HRHeadStart #95: HR Priorities; Building Trust
The Talent Agenda
The last few years have been uniquely challenging for businesses due to the lingering economic uncertainty, technological change, geopolitical tensions and the aftermath of the pandemic. As the business landscape shifts, it’s worth assessing how HR is shifting and needs to shift.
A survey from BCG across over 100 countries provides some interesting results. When asked to rate a number of HR capabilities, respondents rated Health & Safety, Employee Relations and Policy Management as the strongest HR capabilities. These are all important, but they don’t necessarily create a differentiated talent advantage. Capabilities like talent management, organizational development & design, analytics, upskilling/reskilling, strategic workforce planning etc., which do create differentiation, are rated poorly.
All of this indicates a substantial opportunity for us to move the needle. Interestingly, Flexible Work Schemes jumped up significantly. This tells us that we need a strong stimulus to make change happen and make me wonder if HR is being reactive rather than proactive. Dive into the report here.
People like to work with people who they know, like and trust. There are two types of trust:
Cognitive trust is based on the confidence you feel in another person’s accomplishments, skills and reliability.This is trust from the head. Affective trust on the other hand, arises from feelings of emotional closeness, empathy or friendship. This type of trust comes from the heart.
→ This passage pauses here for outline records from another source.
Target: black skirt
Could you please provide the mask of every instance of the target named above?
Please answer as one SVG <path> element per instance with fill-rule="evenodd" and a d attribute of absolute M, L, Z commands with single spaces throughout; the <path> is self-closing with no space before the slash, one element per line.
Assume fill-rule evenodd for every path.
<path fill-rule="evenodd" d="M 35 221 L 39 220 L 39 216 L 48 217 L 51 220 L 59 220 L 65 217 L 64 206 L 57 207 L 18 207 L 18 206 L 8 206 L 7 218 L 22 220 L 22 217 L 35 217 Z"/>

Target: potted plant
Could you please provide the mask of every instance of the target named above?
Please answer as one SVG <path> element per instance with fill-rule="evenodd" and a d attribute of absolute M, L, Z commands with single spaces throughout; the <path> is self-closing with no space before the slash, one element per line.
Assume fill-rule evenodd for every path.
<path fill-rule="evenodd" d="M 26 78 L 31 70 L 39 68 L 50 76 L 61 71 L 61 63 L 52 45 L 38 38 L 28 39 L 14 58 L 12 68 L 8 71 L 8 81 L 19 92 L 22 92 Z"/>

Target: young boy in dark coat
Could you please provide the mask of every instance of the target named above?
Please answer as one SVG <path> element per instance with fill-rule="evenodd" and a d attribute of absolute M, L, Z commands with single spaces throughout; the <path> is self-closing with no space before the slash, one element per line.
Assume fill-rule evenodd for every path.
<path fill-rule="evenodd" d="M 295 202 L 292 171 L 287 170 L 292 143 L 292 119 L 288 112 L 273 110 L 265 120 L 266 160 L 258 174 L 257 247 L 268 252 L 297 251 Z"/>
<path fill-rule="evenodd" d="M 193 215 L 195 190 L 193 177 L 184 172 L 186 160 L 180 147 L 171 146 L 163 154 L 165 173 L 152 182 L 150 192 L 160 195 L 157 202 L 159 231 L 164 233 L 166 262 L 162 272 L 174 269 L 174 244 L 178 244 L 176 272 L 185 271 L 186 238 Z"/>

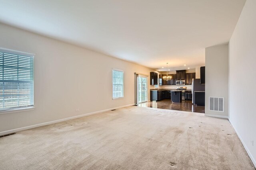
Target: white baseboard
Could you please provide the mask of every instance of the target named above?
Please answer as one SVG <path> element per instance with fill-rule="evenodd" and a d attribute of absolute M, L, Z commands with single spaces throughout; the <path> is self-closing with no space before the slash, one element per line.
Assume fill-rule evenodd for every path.
<path fill-rule="evenodd" d="M 228 119 L 228 116 L 221 116 L 218 115 L 208 115 L 208 114 L 204 114 L 205 116 L 209 116 L 210 117 L 218 117 L 220 118 Z"/>
<path fill-rule="evenodd" d="M 238 138 L 239 138 L 240 141 L 241 141 L 241 142 L 242 142 L 242 144 L 243 144 L 243 145 L 244 145 L 244 149 L 245 149 L 245 150 L 246 151 L 246 152 L 247 152 L 248 155 L 249 155 L 249 157 L 250 157 L 250 158 L 251 158 L 251 160 L 252 160 L 252 162 L 253 164 L 254 165 L 255 167 L 256 167 L 256 161 L 255 161 L 255 159 L 252 156 L 252 154 L 251 154 L 251 152 L 250 152 L 250 150 L 249 150 L 249 149 L 248 149 L 248 148 L 247 148 L 247 147 L 246 147 L 246 145 L 245 145 L 245 143 L 244 143 L 244 141 L 243 141 L 243 139 L 242 139 L 241 136 L 240 136 L 240 135 L 239 135 L 239 134 L 238 133 L 238 132 L 236 129 L 236 128 L 234 127 L 234 126 L 233 125 L 233 124 L 232 123 L 232 122 L 230 121 L 230 120 L 229 119 L 228 119 L 228 120 L 229 121 L 229 122 L 230 123 L 230 124 L 232 125 L 233 128 L 235 130 L 235 131 L 236 133 L 236 134 L 237 135 L 237 136 L 238 137 Z"/>
<path fill-rule="evenodd" d="M 68 120 L 70 120 L 73 119 L 77 118 L 78 117 L 81 117 L 84 116 L 88 116 L 89 115 L 93 115 L 94 114 L 98 113 L 99 113 L 103 112 L 104 111 L 108 111 L 111 110 L 113 110 L 114 109 L 119 109 L 122 107 L 126 107 L 130 106 L 131 106 L 134 105 L 135 104 L 130 104 L 128 105 L 123 106 L 122 106 L 117 107 L 116 107 L 111 108 L 110 109 L 108 109 L 105 110 L 100 110 L 99 111 L 94 111 L 94 112 L 88 113 L 87 113 L 83 114 L 82 115 L 78 115 L 77 116 L 72 116 L 72 117 L 67 117 L 66 118 L 58 120 L 56 120 L 53 121 L 48 121 L 47 122 L 37 124 L 36 125 L 32 125 L 30 126 L 26 126 L 25 127 L 20 127 L 19 128 L 15 129 L 14 129 L 9 130 L 8 131 L 3 131 L 2 132 L 0 132 L 0 136 L 8 134 L 9 133 L 13 133 L 14 132 L 18 132 L 19 131 L 24 131 L 24 130 L 27 130 L 30 129 L 34 128 L 35 127 L 39 127 L 40 126 L 44 126 L 45 125 L 48 125 L 50 124 L 56 123 L 60 122 L 61 121 L 66 121 Z"/>

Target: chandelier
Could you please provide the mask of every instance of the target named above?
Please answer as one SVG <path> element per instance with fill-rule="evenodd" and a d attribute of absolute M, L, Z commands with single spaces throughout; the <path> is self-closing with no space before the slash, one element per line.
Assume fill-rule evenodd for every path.
<path fill-rule="evenodd" d="M 163 79 L 164 80 L 170 80 L 172 79 L 172 76 L 168 75 L 168 63 L 166 63 L 166 76 L 163 76 Z"/>

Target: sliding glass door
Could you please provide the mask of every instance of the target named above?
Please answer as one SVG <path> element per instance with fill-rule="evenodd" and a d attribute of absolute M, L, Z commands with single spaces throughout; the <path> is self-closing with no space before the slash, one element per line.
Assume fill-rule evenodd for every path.
<path fill-rule="evenodd" d="M 139 75 L 137 79 L 138 103 L 148 101 L 148 78 Z"/>

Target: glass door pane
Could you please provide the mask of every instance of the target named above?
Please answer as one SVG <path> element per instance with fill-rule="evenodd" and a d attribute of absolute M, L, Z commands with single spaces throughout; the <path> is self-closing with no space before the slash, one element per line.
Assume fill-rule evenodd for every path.
<path fill-rule="evenodd" d="M 139 76 L 138 79 L 138 103 L 148 101 L 148 78 Z"/>

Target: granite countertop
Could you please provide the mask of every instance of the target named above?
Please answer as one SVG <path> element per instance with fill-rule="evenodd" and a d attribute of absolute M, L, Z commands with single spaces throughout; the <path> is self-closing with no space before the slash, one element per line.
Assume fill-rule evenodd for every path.
<path fill-rule="evenodd" d="M 168 88 L 160 88 L 159 89 L 150 89 L 151 91 L 163 91 L 163 90 L 176 90 L 176 89 L 168 89 Z"/>
<path fill-rule="evenodd" d="M 174 89 L 174 88 L 160 88 L 159 89 L 150 89 L 151 91 L 163 91 L 163 90 L 168 90 L 168 91 L 178 91 L 178 90 L 177 89 Z M 179 90 L 178 91 L 182 91 L 181 90 Z M 192 90 L 192 89 L 186 89 L 185 90 Z"/>

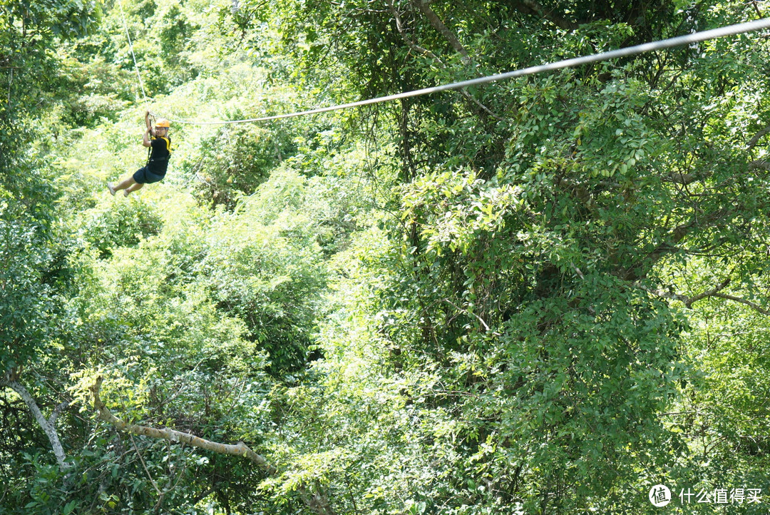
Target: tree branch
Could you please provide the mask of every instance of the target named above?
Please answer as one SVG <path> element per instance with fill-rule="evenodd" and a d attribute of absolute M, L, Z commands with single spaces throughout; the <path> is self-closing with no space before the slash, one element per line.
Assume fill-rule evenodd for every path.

Most of us understand cognitive trust. We build that through our credibility, competence and character. Affective trust often feels a little bit squishy because it’s hard to pin down, but the research shows that we actually need to focus on affective trust first.
Check out some simple tips to build trust and you can explore further here.
Building trusting relationships makes the rest of the work easy. Trust is the performance multiplier.